Hello AA! Here's a Pattern I'm working on to factor the odd (x+n) square, using (x+n)^2 -1 to get 4 rectangles or 8 triangles.

For c6107, interesting that our u1 and u2 values are 41 and 42, since our f derived polite numbers = 3+4=7

The total x+n dimensions are 83 * 83 = 6889.

4 rectangles of 41 * 42 +1 = 6889

It’s the (n-1) pattern playing out at 2 levels simultaneously.

Maybe a fluke, just brainstorming over here.

c6107 f= 134

f div 8 = 16

Sqrt(16) = 4

Sqrt(16)- 1 = 3

4+3=7. These are our two polite triangle number bases added together.

7 * unknown + 1 = correct (x+n)^2

For this example it turns out to be 984.

The factor will scale with c, since it's derived from f.

This should be blazing fast at computer calc speed! Since the two polite triangle bases come from f, it should scale upwards with increasing c values.

All we have to do is check each iteration to see if it's a perfect square.

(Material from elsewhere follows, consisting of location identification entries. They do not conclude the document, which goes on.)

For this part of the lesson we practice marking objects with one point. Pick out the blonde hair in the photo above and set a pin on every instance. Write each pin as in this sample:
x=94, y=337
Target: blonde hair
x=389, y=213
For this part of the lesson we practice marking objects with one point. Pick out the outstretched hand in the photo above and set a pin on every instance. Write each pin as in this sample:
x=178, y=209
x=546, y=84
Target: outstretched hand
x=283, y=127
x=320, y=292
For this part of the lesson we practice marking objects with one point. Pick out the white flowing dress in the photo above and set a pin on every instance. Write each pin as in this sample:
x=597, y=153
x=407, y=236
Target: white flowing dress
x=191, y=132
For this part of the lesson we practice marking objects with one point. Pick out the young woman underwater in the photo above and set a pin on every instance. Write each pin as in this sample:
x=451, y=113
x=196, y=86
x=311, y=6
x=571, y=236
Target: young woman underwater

This is the two equations merging together or running alongside each other. (i think)

Equation 1 is: SQRT(c + (x+n)^2) - d = n

Equation 2 is: f factor * iteration + 1 = a perfect square? If not, don't run it through equation 1.

This was why VQC told us we would be estimating n0 when we used the (f-1) div 8 method. We’re looking for a way to use f to construct (x+n)^2

This is one of the ways to do it. There are multiple correct methods.

I’m just working on the one that I understand the most.

Can we try it out on the RSA100 Numbers we have all the solutions for?

Essentially I'm postulating that (x+n)^2 is a multiple of f or one of its roots, so a big difference from just (x+n).

The factor derived from f * iteration forms / fills the area of the square.

Odd (x+n) formula is f * unknown + 1 = (x+n)^2

Even (x+n) formula is f * unknown = (x+n)^2 (possible)